On Monday night, the classic 1999 reality series Blind Date gets the reboot treatment on Bravo, because what the world needs right now is another vapid dating show. This is a far cry from the escapist shows that typically populate the genre, however, like the Bachelor franchise, Love Island, and Are You the One? If you would rather watch 21 minutes of two strangers with nothing in common struggling to fill awkward silences than two hours of hot Instagram influencers flirting on a Fijian beach, Blind Date will be your new favorite show.
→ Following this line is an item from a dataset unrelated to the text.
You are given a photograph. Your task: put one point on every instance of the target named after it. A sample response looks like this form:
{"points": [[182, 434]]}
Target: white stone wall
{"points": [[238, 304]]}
Narrated by comedian Nikki Glaser, Bravo’s latest offering trades in secondhand embarrassment. The formula is straightforward and true to the original. Each half-hour-long episode features two pairs of strangers who meet and go on a date. They either hit it off and dry-hump in a hot tub, or it goes disastrously; there is no in-between. Contestants say things like, “I’m a master of many arts, including the art of seduction,” with complete sincerity. The dates involve activities that range from inconvenient (trying to get to know someone whilst balancing on a paddle board) to straight-up mortifying (perusing a sex toy shop with a guy who asks the employee, “Hey do y’all got those, uh, butts?”). Sometimes the producers follow up to see if the couples go out again, but no one really cares.
The first contestant we meet in the premiere is Kristen, a 34-year-old from Texas who describes herself as “a lot to handle.” She sets the tone for the entire series early by proclaiming, “Everyone has their value—for men it’s how much money you make and for women it’s how you look. No one wants to talk about it.” Yeesh. Kristen is well-matched with Peter, a mortgage broker with an affinity for calling himself “Party Peter.” People talk about themselves in the third person so much on this show that I wouldn’t be surprised if “comfortable giving yourself a cheesy nickname” was an application requirement.
Five minutes in, I am sure I would watch a spin-off show about Kristen. Take, for example, the fact that as Peter motorboats her generous cleavage, she looks bored and says, “You’re welcome.” Or the story she tells about why she broke up with her last boyfriend: “When I open up the laptop on Thanksgiving Day when I’m making side dishes for your family, and I see you soliciting hookers on Craigslist, like, we have a problem.”
There are so many follow-up questions to that story. What side dishes was she making? Was her scumbag boyfriend actually going to meet up with prostitutes on Thanksgiving, or was he just planning for later? Kristen didn’t seem sad that her boyfriend was cheating on her on a holiday so much as confused because she had already told him they could invite other women into their bedroom. Notably, Peter’s takeaway from this story is that his date can cook and is down to have a threesome, and he is predictably smitten. In the Blind Date universe of very low standards, their date was a rousing success.
The second half of the episode focuses on 26-year-old Angelique and Slick 23, the latter of whom is even more annoying than his made-up name suggests. As the couple browses sex toys, Slick 23 alternates between making blunt sexual comments and insulting his date. At one point, in response to Angelique’s uncomfortable giggles as she reluctantly lets him test out a whip on her, he disappointedly replies, “You laugh too much.” His sense of humor involves repeatedly lying to her, faking accents, and pretending to speak Japanese, and the effect is more infuriating than amusing. Only at the very end of the episode, after Slick 23 exasperatedly confesses that his name is actually Frederick, did I laugh: Even that was a lie, an off-camera producer informs poor Angelique. His real name is Earl.
In a press release, Bravo frames Blind Date as a throwback to the days before social media and apps like Tinder ruined the humanness of dating by allowing people to form preconceived notions. Indeed, Glaser reiterates this central concept in the intro to each episode, narrating, “Welcome to Blind Date, where two couples meet in real life without being able to stalk each other on social media first.”
Yet distracting, low-quality graphics plucked from Instagram and iMessage communicate a contradictory obsession with proving that this 20-year-old concept is modern enough to entertain today. The contestants are introduced via fake livestream, with off-brand smiley faces that vaguely resemble emojis peppering the screen. Blue text message bubbles replace the thought clouds from the original series, intended to provide comic relief, but that does not quite make sense here—people don’t think in text messages.
At one point, when Party Peter falls off his paddleboard, a cartoon “meme factory” pops up to meme the moment with excruciating pop culture references that someone’s middle-aged bachelor uncle might make. There were captions like “The new Drake dropped?” and “Bae caught me slippin’.” One even referenced the lyrics to Lady Gaga and Bradley Cooper’s “Shallow” duet from A Star is Born.
Shockingly, for a series about incompatible, unlucky-in-love millennials going on dates that involve painting each other’s semi-nude bodies, the most cringe-inducing part of Blind Date was the producers’ desperate attempts to be cool.